After 3 weeks of antibody treatment, mTBI mice receiving the anti-C1q antibody had normal numbers of sleep spindles (Fig. 5, B, C, and D), and fewer epileptic spikes than the mTBI mice treated with the isotype control (Fig. 6, B to E).

Discussion

Using electrophysiological approaches at the cellular and circuit levels, we found that mild TBI in mice altered the synaptic properties of nRT neurons specifically and was associated with C1q accumulation. The ensuing sleep disruption and development of epileptic spikes were prevented by blocking the C1q pathway with an antibody that has translational potential.

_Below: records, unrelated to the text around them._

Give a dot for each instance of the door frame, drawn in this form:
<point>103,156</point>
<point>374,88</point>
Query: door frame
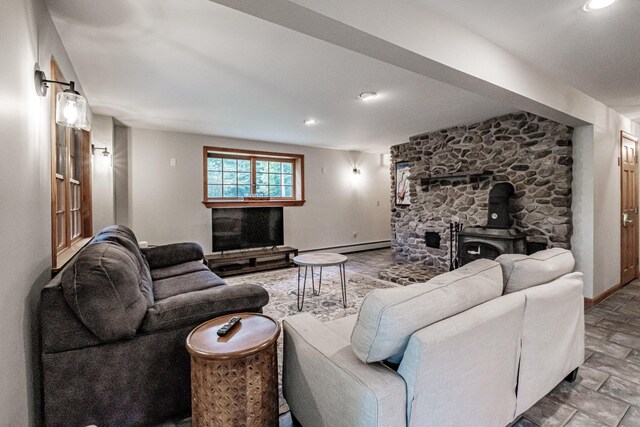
<point>625,135</point>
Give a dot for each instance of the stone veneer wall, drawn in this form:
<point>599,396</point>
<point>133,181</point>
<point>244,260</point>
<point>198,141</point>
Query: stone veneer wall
<point>531,152</point>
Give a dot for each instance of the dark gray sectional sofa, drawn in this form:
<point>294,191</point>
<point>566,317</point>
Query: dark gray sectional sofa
<point>113,328</point>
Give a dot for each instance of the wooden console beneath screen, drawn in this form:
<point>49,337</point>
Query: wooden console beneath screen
<point>232,263</point>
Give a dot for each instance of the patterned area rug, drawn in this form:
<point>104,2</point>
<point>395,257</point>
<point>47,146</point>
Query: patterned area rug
<point>406,274</point>
<point>282,287</point>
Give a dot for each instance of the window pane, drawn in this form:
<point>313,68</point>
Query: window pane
<point>76,154</point>
<point>274,191</point>
<point>230,191</point>
<point>262,166</point>
<point>262,179</point>
<point>244,178</point>
<point>214,164</point>
<point>274,167</point>
<point>61,231</point>
<point>230,178</point>
<point>215,191</point>
<point>61,150</point>
<point>262,191</point>
<point>229,164</point>
<point>244,165</point>
<point>214,177</point>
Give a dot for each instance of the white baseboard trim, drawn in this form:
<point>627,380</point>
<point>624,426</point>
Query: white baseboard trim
<point>345,249</point>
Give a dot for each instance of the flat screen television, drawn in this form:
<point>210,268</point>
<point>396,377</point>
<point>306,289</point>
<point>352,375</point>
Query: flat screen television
<point>245,228</point>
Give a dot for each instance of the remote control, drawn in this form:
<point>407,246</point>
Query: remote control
<point>228,326</point>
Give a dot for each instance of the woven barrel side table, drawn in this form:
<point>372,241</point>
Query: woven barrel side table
<point>234,379</point>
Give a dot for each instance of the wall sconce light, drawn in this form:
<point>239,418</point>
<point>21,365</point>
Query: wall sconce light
<point>71,107</point>
<point>105,150</point>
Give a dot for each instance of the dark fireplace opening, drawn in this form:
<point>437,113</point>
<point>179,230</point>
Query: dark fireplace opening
<point>498,236</point>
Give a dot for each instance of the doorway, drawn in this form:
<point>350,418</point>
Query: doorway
<point>629,208</point>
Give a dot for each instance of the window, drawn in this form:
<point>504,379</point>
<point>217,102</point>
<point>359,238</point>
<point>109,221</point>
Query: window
<point>252,178</point>
<point>71,224</point>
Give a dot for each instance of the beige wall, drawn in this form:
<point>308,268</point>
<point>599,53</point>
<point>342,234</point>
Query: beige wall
<point>166,201</point>
<point>27,36</point>
<point>102,173</point>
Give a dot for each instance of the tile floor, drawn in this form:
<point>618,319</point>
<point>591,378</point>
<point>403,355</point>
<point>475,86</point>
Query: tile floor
<point>607,390</point>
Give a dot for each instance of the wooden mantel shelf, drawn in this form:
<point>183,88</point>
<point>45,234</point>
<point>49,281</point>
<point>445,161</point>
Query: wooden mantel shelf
<point>469,177</point>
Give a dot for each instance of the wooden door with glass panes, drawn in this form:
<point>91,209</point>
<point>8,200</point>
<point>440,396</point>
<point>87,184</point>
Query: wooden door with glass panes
<point>629,207</point>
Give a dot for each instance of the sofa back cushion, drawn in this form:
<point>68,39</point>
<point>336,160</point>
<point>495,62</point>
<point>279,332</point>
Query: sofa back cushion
<point>388,317</point>
<point>124,236</point>
<point>102,289</point>
<point>522,271</point>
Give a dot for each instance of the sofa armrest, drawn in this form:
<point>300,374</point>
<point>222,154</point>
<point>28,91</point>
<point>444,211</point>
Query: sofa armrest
<point>552,337</point>
<point>325,384</point>
<point>198,306</point>
<point>463,370</point>
<point>172,254</point>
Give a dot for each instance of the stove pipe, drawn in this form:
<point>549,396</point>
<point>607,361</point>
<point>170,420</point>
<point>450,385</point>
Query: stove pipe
<point>499,205</point>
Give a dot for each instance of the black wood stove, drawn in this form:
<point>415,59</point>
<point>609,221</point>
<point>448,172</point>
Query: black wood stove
<point>497,237</point>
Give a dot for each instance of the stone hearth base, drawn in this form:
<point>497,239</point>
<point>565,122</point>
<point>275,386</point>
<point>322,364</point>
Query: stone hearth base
<point>406,274</point>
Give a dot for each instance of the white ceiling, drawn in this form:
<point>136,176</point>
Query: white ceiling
<point>196,66</point>
<point>597,53</point>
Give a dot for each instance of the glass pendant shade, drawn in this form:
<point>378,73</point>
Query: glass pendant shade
<point>71,110</point>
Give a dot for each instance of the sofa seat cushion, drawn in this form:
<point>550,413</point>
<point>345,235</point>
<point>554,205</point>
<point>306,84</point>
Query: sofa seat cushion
<point>124,236</point>
<point>178,270</point>
<point>522,271</point>
<point>102,289</point>
<point>190,282</point>
<point>388,317</point>
<point>343,327</point>
<point>196,307</point>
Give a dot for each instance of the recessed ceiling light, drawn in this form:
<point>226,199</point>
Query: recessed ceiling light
<point>592,5</point>
<point>367,96</point>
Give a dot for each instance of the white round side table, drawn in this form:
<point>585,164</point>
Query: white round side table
<point>320,259</point>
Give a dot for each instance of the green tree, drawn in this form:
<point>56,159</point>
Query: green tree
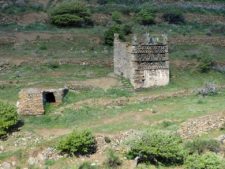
<point>159,147</point>
<point>78,143</point>
<point>109,34</point>
<point>71,14</point>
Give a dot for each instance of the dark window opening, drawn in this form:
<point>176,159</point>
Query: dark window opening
<point>49,97</point>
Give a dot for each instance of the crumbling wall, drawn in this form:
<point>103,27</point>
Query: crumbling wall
<point>122,59</point>
<point>32,101</point>
<point>144,63</point>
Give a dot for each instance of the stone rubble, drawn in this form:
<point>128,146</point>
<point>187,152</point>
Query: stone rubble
<point>197,126</point>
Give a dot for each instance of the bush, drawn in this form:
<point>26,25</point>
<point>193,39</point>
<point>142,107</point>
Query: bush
<point>208,90</point>
<point>127,29</point>
<point>145,17</point>
<point>158,147</point>
<point>87,165</point>
<point>116,17</point>
<point>9,118</point>
<point>71,14</point>
<point>109,34</point>
<point>174,17</point>
<point>206,63</point>
<point>202,145</point>
<point>112,161</point>
<point>78,143</point>
<point>205,161</point>
<point>102,2</point>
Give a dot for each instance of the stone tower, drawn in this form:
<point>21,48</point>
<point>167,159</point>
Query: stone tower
<point>144,61</point>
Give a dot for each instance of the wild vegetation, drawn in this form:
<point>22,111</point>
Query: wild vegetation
<point>105,123</point>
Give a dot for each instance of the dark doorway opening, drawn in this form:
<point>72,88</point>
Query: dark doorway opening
<point>49,97</point>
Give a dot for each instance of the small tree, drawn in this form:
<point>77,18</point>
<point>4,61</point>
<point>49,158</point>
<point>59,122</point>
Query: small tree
<point>112,160</point>
<point>205,63</point>
<point>71,14</point>
<point>145,17</point>
<point>109,34</point>
<point>159,147</point>
<point>87,165</point>
<point>174,17</point>
<point>116,17</point>
<point>8,118</point>
<point>78,143</point>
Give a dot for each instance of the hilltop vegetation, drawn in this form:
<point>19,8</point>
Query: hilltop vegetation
<point>59,43</point>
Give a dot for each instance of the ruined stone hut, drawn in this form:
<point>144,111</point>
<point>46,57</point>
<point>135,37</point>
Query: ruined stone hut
<point>32,101</point>
<point>145,62</point>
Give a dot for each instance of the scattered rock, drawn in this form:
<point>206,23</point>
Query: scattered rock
<point>5,165</point>
<point>20,3</point>
<point>32,161</point>
<point>200,125</point>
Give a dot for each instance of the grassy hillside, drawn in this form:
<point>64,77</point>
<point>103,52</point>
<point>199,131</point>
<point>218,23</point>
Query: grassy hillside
<point>36,53</point>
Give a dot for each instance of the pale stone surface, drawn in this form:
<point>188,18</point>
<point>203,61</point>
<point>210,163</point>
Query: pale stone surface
<point>32,100</point>
<point>197,126</point>
<point>144,63</point>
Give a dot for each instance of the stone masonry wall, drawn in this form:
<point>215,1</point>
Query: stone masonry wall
<point>32,100</point>
<point>145,63</point>
<point>197,126</point>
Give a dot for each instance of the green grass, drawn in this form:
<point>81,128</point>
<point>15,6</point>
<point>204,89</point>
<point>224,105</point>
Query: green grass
<point>174,109</point>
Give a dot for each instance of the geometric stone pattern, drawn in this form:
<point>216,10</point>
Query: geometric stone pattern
<point>32,100</point>
<point>144,63</point>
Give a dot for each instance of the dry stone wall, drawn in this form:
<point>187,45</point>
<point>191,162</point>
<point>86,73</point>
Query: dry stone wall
<point>197,126</point>
<point>31,101</point>
<point>145,63</point>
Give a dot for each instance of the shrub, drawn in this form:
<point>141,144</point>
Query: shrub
<point>102,2</point>
<point>127,29</point>
<point>112,161</point>
<point>87,165</point>
<point>174,17</point>
<point>205,161</point>
<point>202,145</point>
<point>223,127</point>
<point>205,64</point>
<point>208,90</point>
<point>78,143</point>
<point>109,34</point>
<point>158,147</point>
<point>116,17</point>
<point>9,118</point>
<point>145,17</point>
<point>71,14</point>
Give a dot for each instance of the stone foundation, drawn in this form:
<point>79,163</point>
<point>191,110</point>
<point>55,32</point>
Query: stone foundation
<point>144,63</point>
<point>32,100</point>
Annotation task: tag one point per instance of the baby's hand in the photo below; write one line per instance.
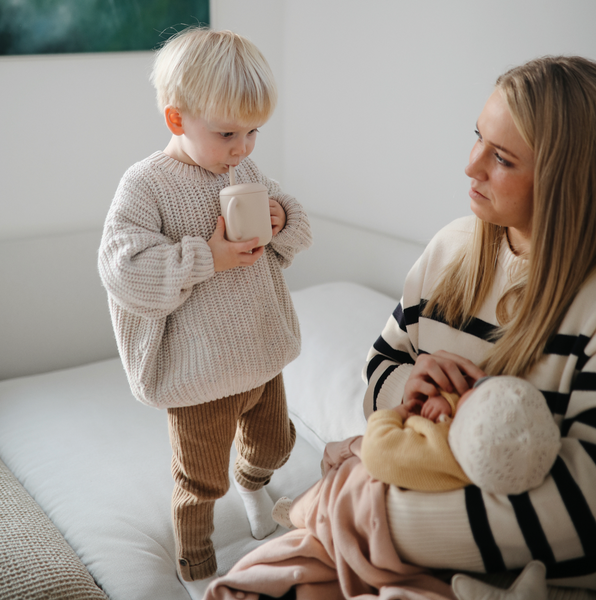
(408, 409)
(434, 407)
(278, 216)
(227, 255)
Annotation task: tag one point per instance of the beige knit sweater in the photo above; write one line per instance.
(186, 334)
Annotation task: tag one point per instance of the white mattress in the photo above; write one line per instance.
(98, 462)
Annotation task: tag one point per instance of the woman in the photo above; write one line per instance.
(511, 290)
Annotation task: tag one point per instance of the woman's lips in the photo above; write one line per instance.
(476, 195)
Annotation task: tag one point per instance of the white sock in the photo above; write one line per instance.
(258, 507)
(281, 512)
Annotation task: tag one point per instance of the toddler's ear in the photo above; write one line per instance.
(173, 120)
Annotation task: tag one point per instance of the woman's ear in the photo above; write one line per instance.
(173, 120)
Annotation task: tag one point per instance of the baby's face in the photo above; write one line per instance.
(216, 145)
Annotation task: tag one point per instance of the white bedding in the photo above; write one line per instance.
(98, 462)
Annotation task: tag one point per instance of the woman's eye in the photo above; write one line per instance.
(501, 160)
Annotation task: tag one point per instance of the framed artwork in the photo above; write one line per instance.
(73, 26)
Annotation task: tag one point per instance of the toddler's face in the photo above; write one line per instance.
(215, 145)
(464, 397)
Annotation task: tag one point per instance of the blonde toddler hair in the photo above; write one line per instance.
(215, 75)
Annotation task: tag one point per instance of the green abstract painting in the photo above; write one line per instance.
(72, 26)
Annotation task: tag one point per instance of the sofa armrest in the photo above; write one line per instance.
(35, 560)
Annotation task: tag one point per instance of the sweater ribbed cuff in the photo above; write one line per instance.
(432, 530)
(392, 392)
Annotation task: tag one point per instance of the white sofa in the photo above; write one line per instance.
(81, 454)
(85, 467)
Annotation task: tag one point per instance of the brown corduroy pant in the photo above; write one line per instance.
(201, 438)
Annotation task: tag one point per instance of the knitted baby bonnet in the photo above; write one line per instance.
(504, 436)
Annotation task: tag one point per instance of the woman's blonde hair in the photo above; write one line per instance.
(217, 75)
(553, 104)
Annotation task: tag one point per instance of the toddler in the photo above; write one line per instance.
(205, 326)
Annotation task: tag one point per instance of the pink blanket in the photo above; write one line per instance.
(342, 548)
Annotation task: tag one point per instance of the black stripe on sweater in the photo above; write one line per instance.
(576, 567)
(412, 313)
(557, 402)
(382, 347)
(585, 382)
(531, 529)
(373, 364)
(483, 536)
(398, 315)
(590, 449)
(588, 417)
(568, 345)
(380, 383)
(576, 505)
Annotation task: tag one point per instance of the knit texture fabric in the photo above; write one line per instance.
(470, 529)
(35, 560)
(201, 438)
(186, 334)
(504, 436)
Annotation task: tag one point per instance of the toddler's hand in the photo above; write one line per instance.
(278, 216)
(408, 409)
(227, 255)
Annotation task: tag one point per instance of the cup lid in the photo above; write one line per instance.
(243, 188)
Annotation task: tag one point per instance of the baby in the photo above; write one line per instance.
(502, 438)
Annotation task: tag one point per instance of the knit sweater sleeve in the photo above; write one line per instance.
(296, 234)
(415, 456)
(144, 271)
(392, 356)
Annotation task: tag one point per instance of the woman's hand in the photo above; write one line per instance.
(434, 408)
(408, 409)
(278, 216)
(440, 370)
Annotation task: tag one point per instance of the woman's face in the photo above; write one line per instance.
(501, 168)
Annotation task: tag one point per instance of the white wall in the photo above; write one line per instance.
(375, 122)
(381, 98)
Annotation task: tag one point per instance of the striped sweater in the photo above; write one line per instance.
(468, 529)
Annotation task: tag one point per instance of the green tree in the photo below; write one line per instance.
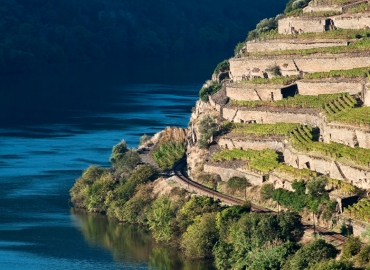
(201, 236)
(351, 247)
(143, 139)
(316, 186)
(363, 257)
(159, 216)
(332, 264)
(311, 254)
(267, 191)
(196, 206)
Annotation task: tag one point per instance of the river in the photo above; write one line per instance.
(55, 122)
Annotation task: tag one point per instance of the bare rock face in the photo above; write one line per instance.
(173, 134)
(195, 155)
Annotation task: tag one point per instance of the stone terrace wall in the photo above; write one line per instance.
(347, 135)
(256, 144)
(330, 86)
(226, 173)
(359, 177)
(292, 44)
(291, 65)
(291, 25)
(352, 21)
(330, 132)
(239, 115)
(253, 92)
(323, 8)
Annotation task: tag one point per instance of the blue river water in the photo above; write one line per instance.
(55, 122)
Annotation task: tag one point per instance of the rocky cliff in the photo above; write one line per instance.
(301, 92)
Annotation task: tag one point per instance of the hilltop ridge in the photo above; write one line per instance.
(300, 91)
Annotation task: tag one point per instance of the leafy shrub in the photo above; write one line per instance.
(238, 48)
(274, 70)
(363, 256)
(222, 67)
(351, 247)
(311, 254)
(143, 139)
(264, 26)
(213, 88)
(159, 216)
(332, 264)
(267, 191)
(200, 237)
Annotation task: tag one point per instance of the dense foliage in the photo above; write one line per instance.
(56, 31)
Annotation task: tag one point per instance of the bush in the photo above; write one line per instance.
(159, 216)
(363, 257)
(351, 247)
(332, 265)
(222, 67)
(143, 139)
(311, 254)
(210, 90)
(238, 48)
(267, 191)
(200, 237)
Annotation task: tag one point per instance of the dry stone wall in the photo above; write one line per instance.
(352, 21)
(227, 173)
(292, 65)
(295, 25)
(253, 92)
(292, 44)
(256, 144)
(330, 86)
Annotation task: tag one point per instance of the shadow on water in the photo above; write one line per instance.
(134, 244)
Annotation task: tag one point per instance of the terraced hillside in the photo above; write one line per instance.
(292, 105)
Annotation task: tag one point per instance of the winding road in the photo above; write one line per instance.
(190, 185)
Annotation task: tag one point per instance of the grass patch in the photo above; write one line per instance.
(262, 161)
(351, 73)
(279, 80)
(332, 34)
(362, 45)
(263, 129)
(300, 141)
(300, 101)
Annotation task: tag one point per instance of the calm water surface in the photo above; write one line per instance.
(54, 123)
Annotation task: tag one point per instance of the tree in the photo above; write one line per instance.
(159, 217)
(311, 254)
(201, 236)
(332, 264)
(143, 139)
(267, 191)
(351, 247)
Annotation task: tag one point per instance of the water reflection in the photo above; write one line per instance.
(134, 244)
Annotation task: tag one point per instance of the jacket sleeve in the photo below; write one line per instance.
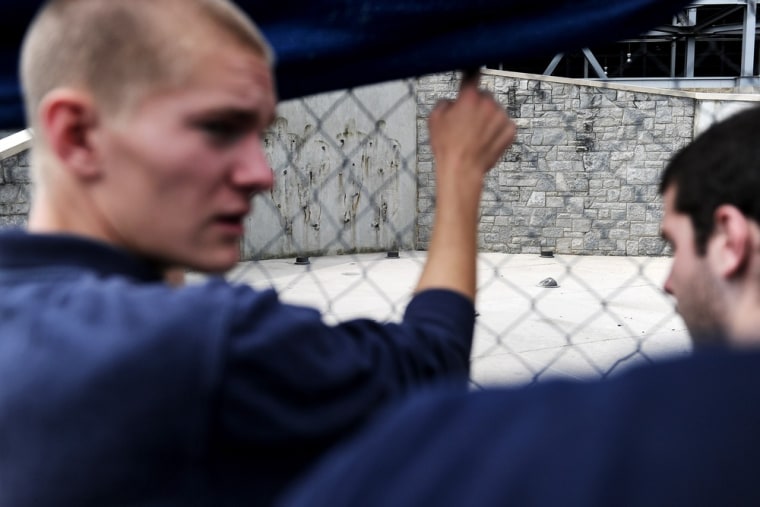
(289, 377)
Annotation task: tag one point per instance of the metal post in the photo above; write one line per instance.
(691, 44)
(748, 39)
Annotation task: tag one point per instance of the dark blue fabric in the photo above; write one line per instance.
(118, 390)
(332, 44)
(681, 433)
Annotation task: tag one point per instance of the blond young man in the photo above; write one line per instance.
(119, 390)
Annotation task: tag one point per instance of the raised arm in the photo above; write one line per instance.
(467, 137)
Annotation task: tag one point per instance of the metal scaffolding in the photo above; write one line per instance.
(709, 45)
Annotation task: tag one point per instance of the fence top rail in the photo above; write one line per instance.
(611, 84)
(15, 143)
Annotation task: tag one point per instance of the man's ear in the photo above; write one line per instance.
(69, 118)
(729, 246)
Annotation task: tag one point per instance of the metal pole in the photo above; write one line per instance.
(691, 44)
(748, 39)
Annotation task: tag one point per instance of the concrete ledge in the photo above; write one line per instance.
(15, 144)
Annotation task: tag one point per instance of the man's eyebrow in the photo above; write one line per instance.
(236, 115)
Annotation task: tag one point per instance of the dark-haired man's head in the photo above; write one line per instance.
(712, 211)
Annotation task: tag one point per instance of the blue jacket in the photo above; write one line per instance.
(118, 390)
(681, 433)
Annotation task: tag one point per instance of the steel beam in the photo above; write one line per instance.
(748, 39)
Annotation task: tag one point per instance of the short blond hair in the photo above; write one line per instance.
(119, 50)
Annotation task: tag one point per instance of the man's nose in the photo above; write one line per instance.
(252, 171)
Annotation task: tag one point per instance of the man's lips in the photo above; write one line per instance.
(232, 221)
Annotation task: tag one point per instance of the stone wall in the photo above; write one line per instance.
(582, 176)
(14, 190)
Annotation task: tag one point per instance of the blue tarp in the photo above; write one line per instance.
(325, 45)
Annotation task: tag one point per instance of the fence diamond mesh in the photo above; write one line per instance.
(346, 226)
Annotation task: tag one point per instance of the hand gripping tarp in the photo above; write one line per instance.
(324, 45)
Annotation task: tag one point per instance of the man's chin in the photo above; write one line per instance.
(701, 338)
(219, 263)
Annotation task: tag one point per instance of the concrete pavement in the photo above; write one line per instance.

Previous observations of severe head injury show neurodegeneration in the human nRT (42). Our studies showed that even mild cortical injury can lead to neuronal loss in the nRT three 3 after the injury. The loss of neurons in the nRT could explain some of the synaptic changes we observed in this area. For instance, the reduced frequency of IPSCs 3 weeks after mTBI could reflect a deficit in GABAergic neurons. Loss of GABAergic inhibition in the nRT is known to result in corticothalamic circuit hyperexcitability (43, 44), and intra-nRT GABAergic connections are important for coordinating inhibitory output to the excitatory thalamic nuclei and controlling oscillatory thalamic activity (45). We also observed deficits in nRT EPSCs, particularly a lower amplitude, which is consistent with the loss of the excitatory cortical inputs. A similar alteration was found in a mouse model of epilepsy that lacks GluA4 AMPA receptors at the cortico-nRT glutamatergic synapse (46). This defect results in loss of feed-forward inhibition in the thalamus, and epileptic activities (46). We therefore propose that alterations to the nRT EPSCs also contribute to corticothalamic circuit hypersynchrony and seizures.

Unlike nRT neurons, cortical neurons, such as excitatory layer-5 pyramidal neurons and GABAergic fast-spiking interneurons, and the excitatory relay thalamic neurons were not altered by mTBI at chronic time points. These observations suggest the presence of homeostatic mechanisms that reduce chronic hyperexcitability after mTBI in the cortex and relay thalamus. They also confirm that at least certain long-term outcomes of mTBI must result from nRT dysfunction rather than simply from damage to the cortex. Nevertheless, ECoG did reveal some local cortical deficits in sleep spindles and epileptic spikes. The disruption in sleep spindles has been reported in rats and humans with severe TBI (5, 47), and is more frequent in humans with mTBI than in those with severe TBI (48).

Given the emerging role of the nRT in generating local sleep spindles in the cortex (41), we speculate that the local loss of sleep spindles in the cortex results from the secondary damage to the nRT.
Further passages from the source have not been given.